"Seperti saling mengukur kemampuan tempur satu sama lain..."
      "Begitulah kenyataannya Diponegoro, persatuan kami mungkin belum begitu kokoh tapi paling tidak kesamaan dalam ketaatan kepada Tuhan yang mempersatukan kami. Untunglah ada Nuku, Sultan Tidore yang sangat pandai dan bijak."
      "Ya, aku sudah mendengarnya.. dia bahkan berhasil memberikan pengaruh di Pua-pua."
      "Itulah mengapa dia yang kami pilih untuk menjadi Sultan Mamluk pertama.

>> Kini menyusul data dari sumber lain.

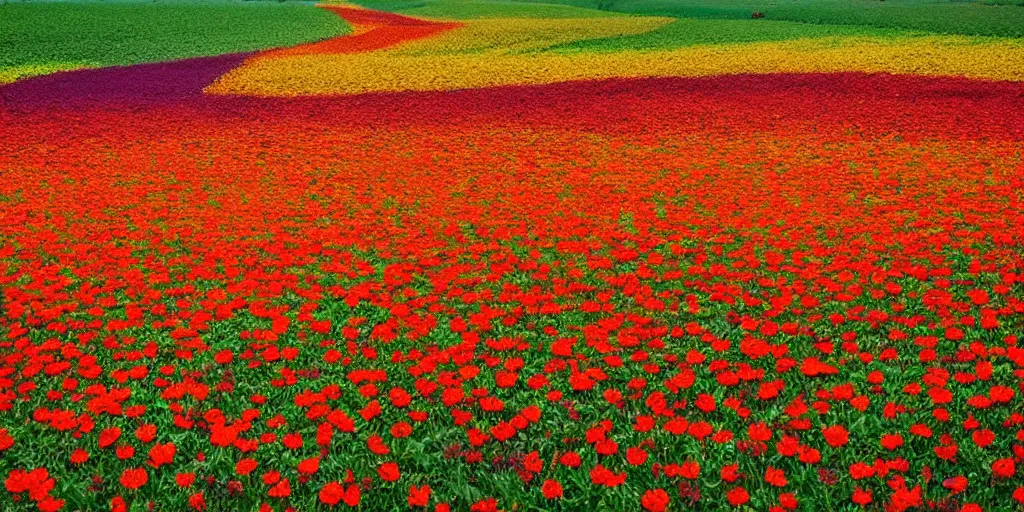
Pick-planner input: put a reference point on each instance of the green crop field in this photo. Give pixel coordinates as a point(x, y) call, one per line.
point(38, 37)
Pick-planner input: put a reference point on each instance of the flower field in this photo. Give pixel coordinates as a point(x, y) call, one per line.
point(486, 255)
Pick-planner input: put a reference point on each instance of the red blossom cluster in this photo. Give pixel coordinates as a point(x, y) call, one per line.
point(771, 292)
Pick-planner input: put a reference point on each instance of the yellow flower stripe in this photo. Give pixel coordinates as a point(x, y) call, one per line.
point(8, 75)
point(518, 35)
point(313, 75)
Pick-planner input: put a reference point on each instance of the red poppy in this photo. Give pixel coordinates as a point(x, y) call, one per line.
point(134, 478)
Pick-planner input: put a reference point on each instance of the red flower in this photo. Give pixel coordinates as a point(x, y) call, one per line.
point(654, 500)
point(109, 436)
point(332, 494)
point(636, 456)
point(836, 435)
point(419, 497)
point(134, 478)
point(1004, 468)
point(551, 489)
point(308, 466)
point(737, 497)
point(775, 477)
point(388, 471)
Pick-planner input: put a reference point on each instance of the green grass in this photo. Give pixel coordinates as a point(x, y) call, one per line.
point(468, 9)
point(54, 35)
point(688, 32)
point(980, 17)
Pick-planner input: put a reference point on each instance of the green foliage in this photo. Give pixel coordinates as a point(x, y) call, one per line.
point(687, 32)
point(982, 17)
point(124, 33)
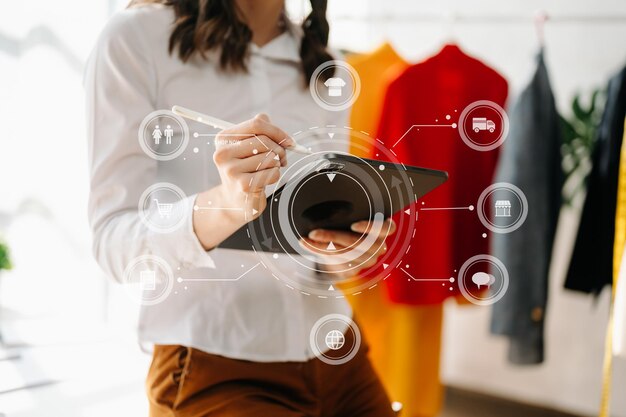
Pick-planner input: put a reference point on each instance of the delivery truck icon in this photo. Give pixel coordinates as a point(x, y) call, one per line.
point(481, 123)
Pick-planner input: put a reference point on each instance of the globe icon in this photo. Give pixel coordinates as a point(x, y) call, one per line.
point(335, 340)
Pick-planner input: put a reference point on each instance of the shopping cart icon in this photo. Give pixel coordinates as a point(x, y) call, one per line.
point(164, 209)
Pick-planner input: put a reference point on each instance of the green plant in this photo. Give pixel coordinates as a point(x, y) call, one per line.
point(5, 259)
point(578, 135)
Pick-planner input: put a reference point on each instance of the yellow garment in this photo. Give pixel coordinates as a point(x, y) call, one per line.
point(376, 71)
point(405, 341)
point(618, 251)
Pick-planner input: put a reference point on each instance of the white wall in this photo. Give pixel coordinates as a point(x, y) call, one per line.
point(580, 55)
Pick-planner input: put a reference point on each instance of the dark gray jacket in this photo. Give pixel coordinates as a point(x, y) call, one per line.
point(531, 160)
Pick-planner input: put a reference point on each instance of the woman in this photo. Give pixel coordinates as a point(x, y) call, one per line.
point(221, 348)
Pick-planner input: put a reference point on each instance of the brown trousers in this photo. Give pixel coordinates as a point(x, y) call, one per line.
point(186, 382)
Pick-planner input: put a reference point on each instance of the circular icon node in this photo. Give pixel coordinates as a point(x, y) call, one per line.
point(483, 280)
point(341, 88)
point(483, 125)
point(502, 207)
point(163, 135)
point(148, 280)
point(333, 268)
point(335, 339)
point(162, 208)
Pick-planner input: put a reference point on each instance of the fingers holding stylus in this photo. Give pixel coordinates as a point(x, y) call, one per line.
point(226, 147)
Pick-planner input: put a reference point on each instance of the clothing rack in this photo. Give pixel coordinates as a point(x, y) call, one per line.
point(480, 19)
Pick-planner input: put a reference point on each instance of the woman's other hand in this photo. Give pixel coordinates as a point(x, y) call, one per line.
point(348, 258)
point(248, 157)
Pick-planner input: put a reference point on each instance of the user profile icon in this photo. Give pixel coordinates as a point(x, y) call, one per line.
point(163, 135)
point(335, 85)
point(483, 125)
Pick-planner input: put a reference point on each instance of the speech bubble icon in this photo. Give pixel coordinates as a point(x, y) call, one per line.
point(480, 278)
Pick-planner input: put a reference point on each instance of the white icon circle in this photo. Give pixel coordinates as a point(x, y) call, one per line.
point(331, 94)
point(148, 280)
point(482, 279)
point(502, 207)
point(162, 207)
point(335, 340)
point(330, 331)
point(163, 135)
point(483, 124)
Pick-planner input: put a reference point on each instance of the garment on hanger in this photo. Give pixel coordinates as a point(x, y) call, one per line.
point(534, 141)
point(444, 239)
point(591, 265)
point(405, 341)
point(619, 284)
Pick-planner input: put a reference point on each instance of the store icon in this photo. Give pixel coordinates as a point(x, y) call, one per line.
point(335, 85)
point(503, 208)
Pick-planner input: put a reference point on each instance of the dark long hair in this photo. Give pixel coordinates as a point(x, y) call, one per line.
point(204, 25)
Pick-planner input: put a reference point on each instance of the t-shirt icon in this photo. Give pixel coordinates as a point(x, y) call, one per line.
point(335, 85)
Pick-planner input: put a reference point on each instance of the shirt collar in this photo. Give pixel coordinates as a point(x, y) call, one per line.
point(284, 47)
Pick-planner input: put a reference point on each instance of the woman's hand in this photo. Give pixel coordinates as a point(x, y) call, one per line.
point(347, 259)
point(248, 157)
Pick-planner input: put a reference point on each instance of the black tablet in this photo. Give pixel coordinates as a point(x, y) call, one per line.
point(332, 191)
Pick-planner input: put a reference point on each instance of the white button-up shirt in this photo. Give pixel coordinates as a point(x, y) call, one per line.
point(130, 74)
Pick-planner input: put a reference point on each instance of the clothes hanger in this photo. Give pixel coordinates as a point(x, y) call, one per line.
point(541, 16)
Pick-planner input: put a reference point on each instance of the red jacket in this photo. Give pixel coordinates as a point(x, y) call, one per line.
point(442, 85)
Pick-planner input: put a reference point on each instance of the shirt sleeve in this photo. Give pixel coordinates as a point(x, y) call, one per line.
point(120, 90)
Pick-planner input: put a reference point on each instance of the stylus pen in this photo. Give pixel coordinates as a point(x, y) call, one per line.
point(222, 124)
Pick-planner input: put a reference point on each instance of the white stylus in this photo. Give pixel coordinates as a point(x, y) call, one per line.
point(222, 124)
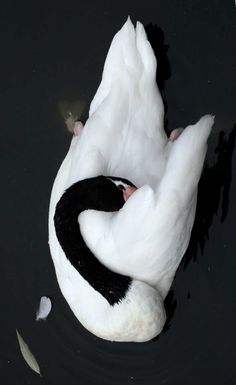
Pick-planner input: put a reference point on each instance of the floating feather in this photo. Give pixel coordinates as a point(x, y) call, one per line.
point(45, 307)
point(27, 355)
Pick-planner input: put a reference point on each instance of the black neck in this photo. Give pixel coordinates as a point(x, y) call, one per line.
point(77, 198)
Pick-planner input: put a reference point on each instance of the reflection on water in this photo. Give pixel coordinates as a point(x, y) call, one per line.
point(213, 194)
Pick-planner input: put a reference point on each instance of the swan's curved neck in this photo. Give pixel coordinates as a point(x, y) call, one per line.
point(74, 201)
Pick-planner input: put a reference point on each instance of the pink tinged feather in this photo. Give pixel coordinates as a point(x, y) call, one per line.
point(45, 307)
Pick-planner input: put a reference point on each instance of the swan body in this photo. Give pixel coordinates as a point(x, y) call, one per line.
point(115, 258)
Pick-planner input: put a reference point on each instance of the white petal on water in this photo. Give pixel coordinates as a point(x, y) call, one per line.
point(45, 307)
point(27, 355)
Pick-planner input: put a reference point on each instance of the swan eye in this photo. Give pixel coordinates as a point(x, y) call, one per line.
point(120, 187)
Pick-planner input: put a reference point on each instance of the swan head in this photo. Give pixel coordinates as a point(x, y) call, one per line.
point(103, 193)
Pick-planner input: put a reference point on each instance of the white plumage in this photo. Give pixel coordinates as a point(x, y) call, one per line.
point(148, 236)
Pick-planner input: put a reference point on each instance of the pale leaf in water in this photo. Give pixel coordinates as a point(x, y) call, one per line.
point(27, 355)
point(72, 111)
point(45, 307)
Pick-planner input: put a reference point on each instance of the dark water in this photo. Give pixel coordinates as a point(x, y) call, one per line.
point(56, 52)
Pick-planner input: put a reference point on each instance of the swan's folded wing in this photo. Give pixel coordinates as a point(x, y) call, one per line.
point(147, 238)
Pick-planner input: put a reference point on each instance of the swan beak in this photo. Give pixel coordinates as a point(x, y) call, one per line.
point(128, 192)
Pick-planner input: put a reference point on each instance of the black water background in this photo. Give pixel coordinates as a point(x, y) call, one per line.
point(54, 52)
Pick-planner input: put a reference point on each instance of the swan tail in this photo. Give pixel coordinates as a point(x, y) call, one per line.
point(130, 64)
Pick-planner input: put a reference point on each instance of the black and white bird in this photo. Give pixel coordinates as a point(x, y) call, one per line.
point(123, 202)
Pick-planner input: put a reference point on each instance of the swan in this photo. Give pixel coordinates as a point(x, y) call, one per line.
point(123, 202)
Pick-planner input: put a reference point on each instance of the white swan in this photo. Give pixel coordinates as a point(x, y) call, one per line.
point(115, 260)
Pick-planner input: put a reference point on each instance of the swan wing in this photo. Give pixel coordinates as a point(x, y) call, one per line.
point(147, 238)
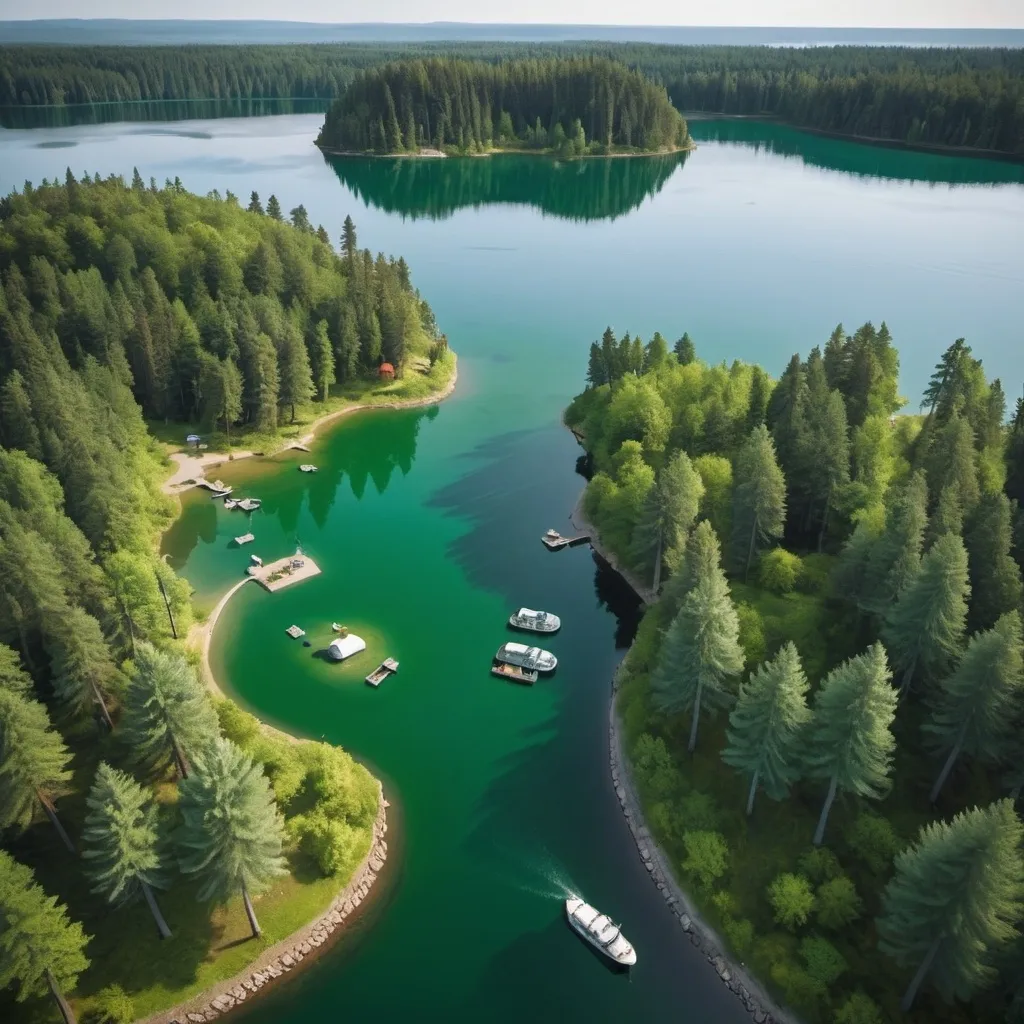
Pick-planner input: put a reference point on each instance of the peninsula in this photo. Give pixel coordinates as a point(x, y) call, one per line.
point(569, 107)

Dia bisa menjadi penengah antara kerajaan-kerajaan kecil yang berkuasa di kepulauan ini,"
"tapi tentu ada yang enggan untuk bersatu dan mensyaratkan sesuatu yang kadang susah untuk dipenuhi. Pemilihan Pulau Moti sebagai tempat perundingan pun harus berjalan agak alot di awal."
"tapi Ternate mendukung penuh Tidore, hal yang bisa sangat membantu keberlangsungan Kesultanan Mamluk nantinya."
      "Hmm.. dari dulu memang Ternate dan Tidore yang terbesar..." Imam Hassan ikut berkomentar.
      "Saling menghargai dan menghormati, bahkan dengan kerajaan lain yang lebih kecil. Hal itu yang bisa mempersatukan."
      "Yah, kalau tidak ada yang perlu dibahas lagi kurasa kita semua butuh segera beristirahat..." ucapnya sambil menyeruput tenggukan terakhir minuman rempah yang sangat menghangatkan.
      Malamo sepertinya akan mengakhiri perbincangan ini, sebelum Diponegoro dengan agak bercanda berkata,
"Tidak membahas Malaka yang tak jadi mampir hari ini?" matanya mengarah ke Imam Hassan dan Malamo. Ketiganya memilih tersenyum dan bangkit dari kursinya masing-masing untuk menuju ke tenda bersama-sama, meninggalkan tanda tanya besar bagi Abdi dan Dalem yang hanya saling pandang. Keduanya menahan diri untuk tidak berkata apa-apa dan memandang bintang-bintang yang sudah meninggi, suasana cukup sepi karena para prajurit sudah beristirahat.